Are Green Budgies Female or Male?

While the color of a budgie can have certain genetic correlations with their sex, it is not a definitive indicator of whether a budgie is male or female.

Green budgies, similar to budgies of other color mutations, can be either male or female.

The color of a budgie, in this case green, is determined by the combination of its genetic makeup inherited from both its parents.

This involves complex processes of genetic inheritance, including dominant and recessive genes.

How Long Do Green Budgies Live?
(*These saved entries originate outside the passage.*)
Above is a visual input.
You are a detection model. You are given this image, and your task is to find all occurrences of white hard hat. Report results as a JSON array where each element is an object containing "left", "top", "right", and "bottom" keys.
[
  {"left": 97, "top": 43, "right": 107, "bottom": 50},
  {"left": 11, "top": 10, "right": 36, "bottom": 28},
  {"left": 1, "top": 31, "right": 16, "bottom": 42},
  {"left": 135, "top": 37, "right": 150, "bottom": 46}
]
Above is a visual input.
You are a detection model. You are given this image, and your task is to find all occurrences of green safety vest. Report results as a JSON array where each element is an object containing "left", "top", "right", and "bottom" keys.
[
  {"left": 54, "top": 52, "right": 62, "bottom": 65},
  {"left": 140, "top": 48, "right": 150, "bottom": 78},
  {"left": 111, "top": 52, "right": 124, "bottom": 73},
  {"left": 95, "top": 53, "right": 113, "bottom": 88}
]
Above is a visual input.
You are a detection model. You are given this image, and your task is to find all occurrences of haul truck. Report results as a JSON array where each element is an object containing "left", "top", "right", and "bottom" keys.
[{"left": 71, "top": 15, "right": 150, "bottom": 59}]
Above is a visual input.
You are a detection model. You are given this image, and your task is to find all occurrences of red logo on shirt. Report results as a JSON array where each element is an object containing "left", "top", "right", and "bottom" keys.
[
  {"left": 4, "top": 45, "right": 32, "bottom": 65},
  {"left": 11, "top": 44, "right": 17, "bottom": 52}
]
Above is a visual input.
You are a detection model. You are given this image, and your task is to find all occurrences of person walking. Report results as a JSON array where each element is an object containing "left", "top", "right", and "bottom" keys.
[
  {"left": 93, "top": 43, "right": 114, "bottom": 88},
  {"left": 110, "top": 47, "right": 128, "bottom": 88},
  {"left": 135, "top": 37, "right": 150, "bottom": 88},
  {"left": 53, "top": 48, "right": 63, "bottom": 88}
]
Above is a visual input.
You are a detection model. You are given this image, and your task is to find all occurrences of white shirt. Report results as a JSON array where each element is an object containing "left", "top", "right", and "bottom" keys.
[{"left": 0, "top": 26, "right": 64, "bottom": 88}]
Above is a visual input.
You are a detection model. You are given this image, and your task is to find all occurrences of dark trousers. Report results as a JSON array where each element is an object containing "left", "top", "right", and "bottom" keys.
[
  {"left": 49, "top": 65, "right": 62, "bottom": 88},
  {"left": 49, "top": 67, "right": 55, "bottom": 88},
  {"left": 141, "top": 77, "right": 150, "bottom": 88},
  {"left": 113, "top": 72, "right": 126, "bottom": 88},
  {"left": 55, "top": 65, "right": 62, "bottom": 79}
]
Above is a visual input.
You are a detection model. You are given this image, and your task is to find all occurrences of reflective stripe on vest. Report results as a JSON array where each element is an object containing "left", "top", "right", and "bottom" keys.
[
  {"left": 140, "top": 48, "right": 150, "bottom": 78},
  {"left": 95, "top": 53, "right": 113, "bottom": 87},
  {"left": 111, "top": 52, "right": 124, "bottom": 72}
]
Green Budgie Lifespan

With proper care and a healthy lifestyle, green budgies can live between 10 to 15 years, sometimes even longer.

Their lifespan can be influenced by factors such as diet, exercise, mental stimulation, and veterinary care.
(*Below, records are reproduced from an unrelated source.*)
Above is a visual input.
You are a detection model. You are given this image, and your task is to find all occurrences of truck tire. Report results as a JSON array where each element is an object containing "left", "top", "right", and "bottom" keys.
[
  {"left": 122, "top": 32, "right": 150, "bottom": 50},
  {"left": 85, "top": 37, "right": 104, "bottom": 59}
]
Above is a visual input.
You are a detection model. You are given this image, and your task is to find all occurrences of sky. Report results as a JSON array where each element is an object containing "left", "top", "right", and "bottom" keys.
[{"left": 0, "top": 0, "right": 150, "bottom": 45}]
Are Green Budgies Healthy?

Green budgies, like any other budgie, can be healthy if they are well cared for.

This includes providing them with a balanced diet, regular exercise, mental stimulation, and regular health check-ups.

What Do Green Budgies Eat?

Green budgies, like all budgies, are primarily seed eaters.

However, a healthy diet for a budgie also includes fresh fruits and vegetables, along with an occasional serving of protein from sources such as hard-boiled eggs or cooked chicken.

What Should I Name My Green Budgie?

Naming your budgie is a personal decision and can be based on the bird’s personality, appearance, or a name that you simply like.

Here are 10 popular names for green budgies:

  1. Emerald: This name refers to the precious green gemstone, symbolizing richness and preciousness.
  2. Jade: Derived from a green ornamental mineral, this name is often associated with purity and harmony.
  3. Minty: Named after the fresh, green leaves of mint, this could denote a lively and energetic budgie.
  4. Fern: Inspired by the lush, green fern plants, this name could signify a budgie with a strong and independent spirit.
  5. Olive: This name, taken from the fruit of the olive tree, can represent peace and wisdom.
  6. Ivy: Named after the vibrant, green climbing plant, this might be perfect for a budgie that loves to explore.
  7. Kiwi: This name, derived from the fruit known for its brown skin and vibrant green interior, can signify uniqueness and vibrancy.
  8. Pistachio: Taken from the green-colored nut, this could be a cute name for a small, lively budgie.
  9. Clover: Inspired by the green, three-leaf plant considered lucky, this name can denote good fortune and joy.
  10. Sage: Named after the herb with grey-green leaves, this could signify a budgie known for its wisdom and calmness.

How Much Does a Green Parakeet Cost?

The cost of a green budgie can vary depending on factors such as the bird’s age, health, and where you are purchasing from.

The price range could be anywhere between $20 to $60.

Apart from Their Green Color, Do Green Series Budgies Have Any Different Features From Other Birds?

Apart from their color, green budgies share the same physical and behavioral traits with other budgies.

The difference lies in the genetic makeup responsible for their green coloration.